Depuis l’annonce par le gouverneur de la Banque du Liban du passage de la parité de la plateforme électronique Sayrafa à une 90 000 LL/USD après un plus bas historique de 143 000 LL/USD, il y a à peine quelques semaines, puis à 88 000 LL/USD tout juste hier, la parité de la livre libanaise au marché noir est repassée sous le seuil symbolique des 100 000 LL/USD amenant à de nombreuses interrogations.

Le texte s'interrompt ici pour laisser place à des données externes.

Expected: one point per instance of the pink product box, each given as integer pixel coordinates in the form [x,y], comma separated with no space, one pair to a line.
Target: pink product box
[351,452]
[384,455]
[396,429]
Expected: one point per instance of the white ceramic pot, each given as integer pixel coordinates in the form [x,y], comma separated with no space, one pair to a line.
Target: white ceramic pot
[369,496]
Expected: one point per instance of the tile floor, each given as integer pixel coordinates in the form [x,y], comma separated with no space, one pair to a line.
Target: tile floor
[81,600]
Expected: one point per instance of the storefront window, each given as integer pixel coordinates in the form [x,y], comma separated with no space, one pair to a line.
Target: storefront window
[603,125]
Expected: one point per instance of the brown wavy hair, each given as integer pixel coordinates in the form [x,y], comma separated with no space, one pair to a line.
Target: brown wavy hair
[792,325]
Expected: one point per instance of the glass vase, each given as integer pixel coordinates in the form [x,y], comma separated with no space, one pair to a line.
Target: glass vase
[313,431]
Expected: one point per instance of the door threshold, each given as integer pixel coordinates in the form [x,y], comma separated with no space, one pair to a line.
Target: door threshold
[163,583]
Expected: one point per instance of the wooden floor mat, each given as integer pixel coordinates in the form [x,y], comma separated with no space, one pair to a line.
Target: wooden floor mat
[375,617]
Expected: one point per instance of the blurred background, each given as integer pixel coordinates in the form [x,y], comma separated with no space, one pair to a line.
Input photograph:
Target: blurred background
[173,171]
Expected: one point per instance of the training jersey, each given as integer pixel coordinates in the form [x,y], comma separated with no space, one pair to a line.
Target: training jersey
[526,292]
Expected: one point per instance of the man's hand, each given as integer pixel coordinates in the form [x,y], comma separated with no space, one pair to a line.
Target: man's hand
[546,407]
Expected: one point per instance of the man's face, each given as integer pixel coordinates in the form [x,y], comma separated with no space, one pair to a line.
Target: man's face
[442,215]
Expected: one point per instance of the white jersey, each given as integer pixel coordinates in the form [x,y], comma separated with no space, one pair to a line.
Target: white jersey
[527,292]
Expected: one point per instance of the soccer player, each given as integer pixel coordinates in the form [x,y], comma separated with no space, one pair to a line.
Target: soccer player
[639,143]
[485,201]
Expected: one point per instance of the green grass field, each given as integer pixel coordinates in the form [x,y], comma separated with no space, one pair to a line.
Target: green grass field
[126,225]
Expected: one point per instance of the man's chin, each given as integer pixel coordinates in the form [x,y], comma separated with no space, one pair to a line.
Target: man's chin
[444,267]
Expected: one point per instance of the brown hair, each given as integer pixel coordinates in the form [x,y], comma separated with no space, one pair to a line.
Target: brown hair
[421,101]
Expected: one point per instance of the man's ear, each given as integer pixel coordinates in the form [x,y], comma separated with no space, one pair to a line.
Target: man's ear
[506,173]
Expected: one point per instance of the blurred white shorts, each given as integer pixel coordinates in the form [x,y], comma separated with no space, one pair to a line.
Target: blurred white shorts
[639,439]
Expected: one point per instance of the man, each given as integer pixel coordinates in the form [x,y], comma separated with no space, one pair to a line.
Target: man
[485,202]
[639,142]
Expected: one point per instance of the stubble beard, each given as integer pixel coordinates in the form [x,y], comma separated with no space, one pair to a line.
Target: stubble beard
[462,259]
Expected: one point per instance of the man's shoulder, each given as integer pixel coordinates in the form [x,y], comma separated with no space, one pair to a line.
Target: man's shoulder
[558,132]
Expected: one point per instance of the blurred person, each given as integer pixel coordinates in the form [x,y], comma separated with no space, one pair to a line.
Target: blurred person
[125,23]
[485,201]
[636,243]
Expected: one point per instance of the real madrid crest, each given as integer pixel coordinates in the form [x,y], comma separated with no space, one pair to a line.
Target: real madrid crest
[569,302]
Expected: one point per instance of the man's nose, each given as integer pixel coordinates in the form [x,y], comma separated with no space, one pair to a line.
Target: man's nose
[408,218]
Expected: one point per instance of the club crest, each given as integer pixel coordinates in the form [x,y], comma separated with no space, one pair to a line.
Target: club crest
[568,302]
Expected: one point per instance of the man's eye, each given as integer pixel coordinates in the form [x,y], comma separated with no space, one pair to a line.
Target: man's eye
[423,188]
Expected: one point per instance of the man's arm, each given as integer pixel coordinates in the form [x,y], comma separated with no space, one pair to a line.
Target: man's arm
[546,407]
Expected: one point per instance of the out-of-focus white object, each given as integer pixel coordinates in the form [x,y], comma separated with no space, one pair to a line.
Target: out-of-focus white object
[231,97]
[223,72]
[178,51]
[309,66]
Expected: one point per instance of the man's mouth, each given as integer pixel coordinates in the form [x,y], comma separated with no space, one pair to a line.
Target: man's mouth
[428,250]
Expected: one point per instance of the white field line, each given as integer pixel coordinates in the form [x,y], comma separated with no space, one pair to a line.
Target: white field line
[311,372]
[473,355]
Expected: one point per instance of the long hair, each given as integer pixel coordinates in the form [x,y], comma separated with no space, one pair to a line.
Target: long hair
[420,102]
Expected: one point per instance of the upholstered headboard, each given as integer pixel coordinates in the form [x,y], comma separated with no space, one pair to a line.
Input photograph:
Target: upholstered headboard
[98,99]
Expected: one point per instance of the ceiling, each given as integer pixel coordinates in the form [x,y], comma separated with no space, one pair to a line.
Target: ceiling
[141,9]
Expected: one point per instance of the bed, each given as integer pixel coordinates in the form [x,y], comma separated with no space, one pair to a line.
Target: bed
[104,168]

Cette tendance baissière du dollar face à la livre libanaise pourrait effectivement s’expliquer par l’injection quotidienne de 80 millions de dollars en moyenne ces derniers jours contre 20 millions précédemment. La BdL mobilise massivement ses réserves monétaires, des réserves pourtant bien entamées et qui sont aujourd’hui constituées des droits de tirage spéciaux du FMI mais surtout des réserves obligatoires, derniers dépôts encore disponibles des déposants libanais, les passifs des banques privées dépassant les actifs, comme le soulignait le dernier rapport de mission du Fonds Monétaire International au risque d’entrainer le Liban dans une crise sans fin.

Au rythme actuel des dépenses de la BdL, de nombreuses interrogations sont légitimes, notamment sur la durée de cette intervention mais aussi de son coût. Il est fort à parier que le gouverneur de la BdL, Riad Salamé, qui avait fait cette annonce portant sur le relèvement de Sayrafa la semaine même de son interrogatoire par des enquêteurs européens dans le cadre d’accusations de détournements de fonds, tente ainsi, après plusieurs années de crises multiples mais surtout d’une crise financière ayant mené à l’annihilation de la classe moyenne, avec 90% de la population vivant désormais sous le seuil de pauvreté et une livre libanaise qui a perdu 98% de sa valeur, tente ainsi, après 30 ans de règnes de redonner un blason bien terni.

Après Riad Salamé, le déluge

La fin de son mandat approche. Celui-ci devrait ainsi s’achever le 1er août prochain, sans qu’aucun successeur n’ait été nommé. Il est fort à parier que personne ne prendra le risque de vouloir nettoyer les écuries d’augeas qu’est devenue la banque centrale libanaise. Si cette politique monétaire se poursuit durant les 4 mois qui lui reste, elle pourrait couter à la BdL 9 milliards de dollars, alors que ses réserves monétaires seraient de 10 195 millions de dollars selon les chiffres publiés en janvier dernier.

Pourtant, de nombreux responsables comme le vice-premier ministre Saadeh al Chami dans une tribune libre publiée par le quotidien Nidaa al Watan ou des observateurs économiques notent les risques d’hyper-inflation qui pourraient alors se produire, jusqu’à comparer la situation actuelle du Liban à celle de la république de Weimar après la 1ère guerre mondiale. Faute de réserves monétaires suffisantes, faute de l’application du plan du FMI, nécessaire au déblocage de l’aide internationale même en cas d’élection présidentielle comme le souligne la communauté internationale à juste titre, fatiguée par les promesses vaines déjà formulées lors des conférences Paris II et III, l’économie libanaise ne pourra être réactivée sans flux massif de devises étrangères.

Une condition qui est bien loin d’être remplie aujourd’hui… en raison de la résistance du deepstate à toute réforme financière comme la restructuration du système bancaire, économique comme la mise en place d’une économie non rentière basée sur des industries locales et non des agences exclusives, fiscales notamment en faveur des personnes vulnérables qui souffrent de la crise économiques et en raison de la résistance de ceux qui bénéficient jusqu’à aujourd’hui des multiples taux de change et enfin politiques, avec le règlement de la question de gérance publique pour un état de droit et non un état où le droit ne peut s’appliquer comme le démontre aujourd’hui la résistance d’intérêts face à l’accumulation pourtant de preuves quasi-irréfutable d’enrichissement personnel.